Михаил Ардов - Цистерна
И в карты любил играть. «Это что, — говорит, — за игра, из-за хера сзади не видать!» Обыграешь его в козла, только скажет: «Зря, — говорит, — тебя мать углом не родила, свинья б об тебя м… почесала…» На занятиях по словесности, бывало, скажет: «Это, — говорит, — все я не знаю. Я, — говорит — только знаю, из каких главных частей м………………………………… А боцман у нас был, их и зверь! Раз и меня цепкой огрел. Я так-то вот стоял да тянулся возле койки. А он как опояшет! «Не дома!» — говорит. А кого и по три, и по четыре раза. Да все цепкой. Ох и били его в революцию. Посадили так-то вот на стул. «Простите, — говорит, — товарищи… Это, — говорит, — такая служба… Товарищи…» — «А ты меня за что цепью?!» Раз его!.. Он со стула валится. «Ах, ты валишься?!» И еще ему!.. Многие тут били. Я ему тоже дал раз, чтобы мое не пропадало… Офицеры-то у нас звери были. Куда там!.. Только на берегу. В походе — не то! Тут они шелковые становились. То одного столкнут в море, то другого… Да ты бери, бери варенье-то! В чай его ложи! Не бойся! Я крепкий-то чай люблю! Я и вина попил, и баб трепал. Дело прошлое. Еныса Шорин давал — только держись! Знай морских, почитай флотских!.. Вон из того дома, по тому порядку старуху-то в больницу увезли… Дева! Я было просил у нее. Не жениться — так! Нет, не дала. «Скоро, — говорит, — Пасха». Набожные больно были… В церковь придет, в блюдо копейку бросит, а тянет гривенник! Вот они какие, набожные-то! Так дева и осталась. Ну и хер с ней! Это все прошло дело… Тебе, может, сахару еще дать?.. Ты ешь, ешь! Может, варенья тебе другого?.. Как хочешь… Эх, если мне пенсию дадут… А не дадут, мы прям к министру… Хера ли мое теперь житье?.. Девятнадцать лет живу один… Мне уж семьдесят четыре… А чего поделаешь? Мне соседи-то говорят — «Ты сервант купи да вон стены оклей». А на хера?.. «Ты, говорят, — деньги бережешь…» А я и берегу. А как их не беречь?. Деньги-то у меня есть. А как же без них?.. Ведь вот помру — дух вон и яйца кверху! Этого не миновать. Плюнут в рожу мертвому, и ни хера не сделаешь. Сейчас-то мне в рожу плюнь, я те сдачи дам… А тогда уж ни хера не сделаешь. Лежи! Вот деньги-то и нужны. Два ящика вина купить мужикам. Щей сварить мясных, каши. Всех чтоб накормить — стариков, ребятишек… Что еще нужно? Стар я стал. Старый матрос, уж все прожил, а толку нет… Вот так-то бы написать!..
декабрь 1970
А что, коли не принимать во внимание моих нескольких давних и мимолетных с ним встреч, нашего прошлого соседства и вообразить себе его таким, каков он предстает в своей папке?..
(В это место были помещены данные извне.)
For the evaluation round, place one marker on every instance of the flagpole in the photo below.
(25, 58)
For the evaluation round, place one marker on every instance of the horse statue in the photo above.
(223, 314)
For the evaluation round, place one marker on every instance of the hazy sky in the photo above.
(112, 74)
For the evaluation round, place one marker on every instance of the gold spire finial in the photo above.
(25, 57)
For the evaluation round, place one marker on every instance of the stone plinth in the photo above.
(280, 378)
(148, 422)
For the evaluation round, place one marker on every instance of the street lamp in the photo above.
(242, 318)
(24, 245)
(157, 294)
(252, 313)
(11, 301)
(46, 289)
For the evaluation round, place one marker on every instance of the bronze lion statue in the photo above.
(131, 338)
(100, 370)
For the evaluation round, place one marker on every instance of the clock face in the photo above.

Вот он загорает на берегу речки, он гуляет по городку, беседуя со сварливым старожилом, он спешит в местный музей на свидание с любителем старины, он встречает узника под конвоем, ах, да — он еще пишет какой-то сценарий, девять страниц, в воскресенье утром у него с похмелья трещит голова, и он пьет в столовой пиво с уголовниками, в понедельник утром он тоже пьет пиво, на этот раз с работягами, он покупает у старого офени две иконы и колокольчик, он шляется по базару, он разглядывает здание бывшей острожной церкви, он пьет воду из ведра у барынина колодца, он ходит по домам и выслушивает россказни городских и деревенских старух, он обедает в ресторане, он подслушивает разговоры на паперти и в предбаннике, он пьет водку со старым балтийским моряком, он. читает мемориальную доску на здании городской больницы, он идет через рожь в обществе старой монахини…
Вот вам — труды и дни.
Ну, где же он, где? Куда запропастился?
Спросить, что ли, у нижней дуры?
У тети Паши спросить?
Нет, все равно не буду спрашивать! Назло не стану!
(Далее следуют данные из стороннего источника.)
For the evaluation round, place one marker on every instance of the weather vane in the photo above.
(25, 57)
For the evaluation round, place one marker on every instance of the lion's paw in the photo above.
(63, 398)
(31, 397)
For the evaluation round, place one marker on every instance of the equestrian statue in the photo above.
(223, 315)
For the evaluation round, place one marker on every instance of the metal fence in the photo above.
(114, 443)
Только кому — назло? Себе или ему?
Или этой нижней стерве с намазанной рожей?..
ПРЕДВАРИТЕЛЬНЫЙ НЕКРОПОЛЬ
1. Охранник на заводе, кого приставили стеречь цистерну, конечно, хлебнул одним из самых первых — +
2. Вася Дыль-дыль, герой, фронтовик, фашистская пуля не взяла — +
3. Сильно умный мужик, шофер с Севера, только что каменный дом поставил — +
4. Казанский татарин в тюбетейке и в сталинском френче, — ах, Ислам, ах, Пророк, где твои заповеди — +
5. Пастух, муж Альки из Коврова и с ним пропащая бабенка с кладбища, не везет, ну, никак не везет — +
6. Холкозный-то председатель, Петров Василь Иваныч, прикатил на беду в город, в райком — +
7. Муж Клавдии, жену из горшка уриной напоил, дети напрудили — не нашел прокурор по надзору подходящую статью, не применил меру пресечения +
8. Двое милицейских, два квартальных надзирателя, сами же конфисковали целый жбан, не вынесла душа поэта, оба пригубили — ++
9. Со сломанной ногой, жена в девятый раз с ума сошла, конечно, поспел, прихромал вовремя — +
10. Рыбаки всей компанией, дядя Сережа, несостоявшийся самурай и с ним еще пять душ слушателей — +++++
11. Из предбанника интимный друг министра — курсант с Алма-Аты и внук покойного дедушки оба — ++
12. Курячий доктор — семь лет держался, по праздникам лимонад пил, к казенному спирту не притрагивался, а тут нечистый попутал, развязал, и на тебе — не пережил даже своего пациента петуха, вогнал себя в гроб без риперина — +
13. Витек сгорел — +, а Юрка выжил, брат принес бутылку противоядия.
14. Балтийский моряк, оплот революции, Енька Шорин не слушался докторов, хлебнул на дармовщинку, дух вон и яйца кверху — +
15. Бульдозерист Федя, единственное ты мое светлое пятнышко… ладно, уж пусть живет, посадить его, что ли, на пятнадцать суток, пока в городе гуляет отрава…
16. Миллион двести тысяч, ехал бы ты лучше в Калугу или в Тамбов, адье, адье, май нэтив шо — +
1 7. А вот у нас в Ялте, буль, буль, буль, буль, нештяк — +
18. И еще с ними двести семь душ — +++++++++++++++++++++++++ — имена же им Ты, Господи, веси…
Но некрополь этот при всем своем сомнительном остроумии — увы! — не полный. Здесь присутствует и еще одна смерть, и притом не выдуманная, а реальная…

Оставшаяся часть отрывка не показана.